Tradisi Balimau Kasai: Ritual Mandi Menyambut Ramadan dengan Ramuan Harum di Sungai

Menjelang datangnya bulan suci Ramadan, masyarakat di beberapa wilayah Riau dan Sumatera Barat secara turun-temurun melaksanakan Tradisi Balimau Kasai. Ritual ini adalah upacara mandi massal yang bertujuan membersihkan diri secara fisik dan spiritual sebelum memasuki bulan puasa, melambangkan pemurnian jiwa dari segala perbuatan dan pikiran negatif selama setahun ke belakang. Kata balimau merujuk pada mandi dengan jeruk nipis atau limau, sementara kasai adalah wewangian atau ramuan tradisional yang terbuat dari campuran rempah-rempah yang mengeluarkan aroma harum. Tradisi Balimau Kasai tidak hanya sekadar mandi biasa; ia adalah sebuah festival kebersamaan yang dipenuhi dengan nilai-nilai adat dan keislaman.

Secara historis, Tradisi Balimau Kasai telah ada sejak masa Kesultanan Siak di Riau. Pada saat itu, Sultan akan memimpin langsung ritual mandi ini di tepian Sungai Siak, diikuti oleh para pembesar dan rakyatnya. Saat ini, ritual tersebut dilaksanakan secara kolektif di sungai atau batang (anak sungai) setempat, seperti di aliran Sungai Kampar atau Sungai Kuantan, biasanya pada hari terakhir bulan Sya’ban, menjelang malam pertama Ramadan. Di beberapa daerah, seperti di Kecamatan Kampar, Kabupaten Kampar, persiapan ritual dimulai sejak pagi hari, dengan masyarakat beramai-ramai menyiapkan ramuan kasai yang terdiri dari berbagai bunga, daun pandan, dan akar wangi yang dicampur dengan santan atau air perasan limau.

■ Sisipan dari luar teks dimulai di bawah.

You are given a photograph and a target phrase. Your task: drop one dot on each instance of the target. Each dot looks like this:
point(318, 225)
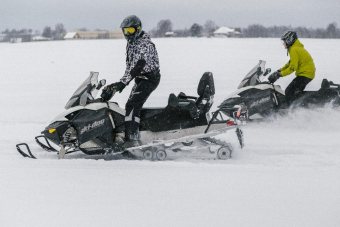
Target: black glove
point(274, 76)
point(107, 92)
point(119, 86)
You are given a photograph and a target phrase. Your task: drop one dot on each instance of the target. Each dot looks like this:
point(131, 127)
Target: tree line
point(27, 34)
point(195, 30)
point(252, 31)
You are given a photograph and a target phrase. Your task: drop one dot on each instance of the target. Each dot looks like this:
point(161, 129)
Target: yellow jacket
point(300, 61)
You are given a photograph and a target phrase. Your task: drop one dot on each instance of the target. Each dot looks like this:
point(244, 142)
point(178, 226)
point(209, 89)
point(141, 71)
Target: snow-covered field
point(288, 174)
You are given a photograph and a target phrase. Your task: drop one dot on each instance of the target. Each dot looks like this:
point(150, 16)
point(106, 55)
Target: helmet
point(289, 37)
point(131, 27)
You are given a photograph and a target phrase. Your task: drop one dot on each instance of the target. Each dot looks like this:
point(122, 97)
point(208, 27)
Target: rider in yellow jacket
point(301, 62)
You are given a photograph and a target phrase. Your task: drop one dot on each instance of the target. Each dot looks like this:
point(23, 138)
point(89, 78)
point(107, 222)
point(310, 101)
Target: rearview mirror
point(268, 70)
point(101, 84)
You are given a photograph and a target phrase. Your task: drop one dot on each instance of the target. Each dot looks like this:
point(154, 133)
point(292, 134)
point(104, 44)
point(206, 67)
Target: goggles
point(130, 30)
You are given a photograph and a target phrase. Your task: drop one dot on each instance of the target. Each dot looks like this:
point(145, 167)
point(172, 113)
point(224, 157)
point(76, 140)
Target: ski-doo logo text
point(93, 126)
point(258, 102)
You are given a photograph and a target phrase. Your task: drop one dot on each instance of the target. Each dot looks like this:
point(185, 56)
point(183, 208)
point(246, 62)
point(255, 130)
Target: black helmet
point(131, 27)
point(289, 37)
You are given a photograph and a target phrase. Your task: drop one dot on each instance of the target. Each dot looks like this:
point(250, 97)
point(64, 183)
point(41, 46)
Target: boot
point(131, 134)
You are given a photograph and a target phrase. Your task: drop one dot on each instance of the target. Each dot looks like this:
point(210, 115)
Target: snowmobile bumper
point(29, 155)
point(46, 147)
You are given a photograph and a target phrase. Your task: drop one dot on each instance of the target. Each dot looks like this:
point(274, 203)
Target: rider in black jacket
point(142, 65)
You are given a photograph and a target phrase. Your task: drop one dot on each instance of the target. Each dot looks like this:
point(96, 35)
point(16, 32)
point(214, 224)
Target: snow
point(287, 174)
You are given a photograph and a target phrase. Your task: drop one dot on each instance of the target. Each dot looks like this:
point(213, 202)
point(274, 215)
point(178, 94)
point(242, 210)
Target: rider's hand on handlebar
point(119, 86)
point(274, 76)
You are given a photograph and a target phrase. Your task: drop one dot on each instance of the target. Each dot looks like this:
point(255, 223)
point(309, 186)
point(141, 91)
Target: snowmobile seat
point(185, 105)
point(325, 84)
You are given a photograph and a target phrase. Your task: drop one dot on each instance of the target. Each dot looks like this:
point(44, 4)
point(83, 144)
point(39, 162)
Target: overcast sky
point(108, 14)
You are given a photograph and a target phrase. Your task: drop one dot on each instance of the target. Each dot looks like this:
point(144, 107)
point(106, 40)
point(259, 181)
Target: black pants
point(139, 94)
point(294, 89)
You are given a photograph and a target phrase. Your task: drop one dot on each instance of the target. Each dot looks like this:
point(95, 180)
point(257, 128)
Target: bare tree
point(209, 27)
point(196, 30)
point(47, 32)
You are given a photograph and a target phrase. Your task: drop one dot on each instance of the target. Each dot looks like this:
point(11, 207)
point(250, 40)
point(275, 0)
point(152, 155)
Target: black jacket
point(141, 59)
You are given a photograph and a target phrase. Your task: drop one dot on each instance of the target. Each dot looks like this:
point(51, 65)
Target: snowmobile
point(257, 99)
point(96, 126)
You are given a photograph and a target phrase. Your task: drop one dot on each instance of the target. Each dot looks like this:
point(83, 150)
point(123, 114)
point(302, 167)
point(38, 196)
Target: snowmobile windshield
point(253, 77)
point(87, 90)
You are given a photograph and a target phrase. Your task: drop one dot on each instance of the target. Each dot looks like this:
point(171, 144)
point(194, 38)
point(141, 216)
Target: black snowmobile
point(95, 126)
point(256, 99)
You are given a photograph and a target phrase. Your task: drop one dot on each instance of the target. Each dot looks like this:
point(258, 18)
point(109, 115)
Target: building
point(170, 34)
point(40, 38)
point(117, 34)
point(15, 40)
point(225, 32)
point(71, 36)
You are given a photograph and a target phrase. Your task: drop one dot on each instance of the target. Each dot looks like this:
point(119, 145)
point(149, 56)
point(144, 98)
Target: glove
point(119, 86)
point(107, 92)
point(274, 76)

Meskipun nilai spiritualnya sangat penting, popularitas Tradisi Balimau Kasai yang tinggi sebagai festival kebudayaan juga mendatangkan tantangan. Keramaian yang luar biasa di tepian sungai terkadang memerlukan pengawasan ketat. Sebagai contoh, untuk pelaksanaan Balimau Kasai pada tahun 2025 yang diperkirakan jatuh pada tanggal 28 Februari, Kepolisian Resor setempat menginstruksikan penerjunan 75 personel gabungan dari Polsek dan Satuan Polairud untuk mengamankan lokasi utama di tepian sungai, terutama untuk mencegah insiden yang tidak diinginkan di air. Selain itu, ada imbauan keras dari pemuka adat agar peserta tidak melanggar norma kesopanan dan agama, memastikan esensi pemurnian diri tidak terdistorsi oleh unsur hiburan yang berlebihan.

Pada intinya, Tradisi Balimau Kasai adalah cerminan kearifan lokal dalam menyelaraskan adat istiadat dengan ajaran agama. Mandi dengan ramuan harum melambangkan harapan agar diri bersih dan suci dalam menjalani ibadah puasa, memastikan bahwa persiapan fisik dan mental telah tercapai. Tradisi ini terus dipertahankan sebagai salah satu identitas budaya Melayu yang paling berharga dalam menyambut bulan penuh berkah.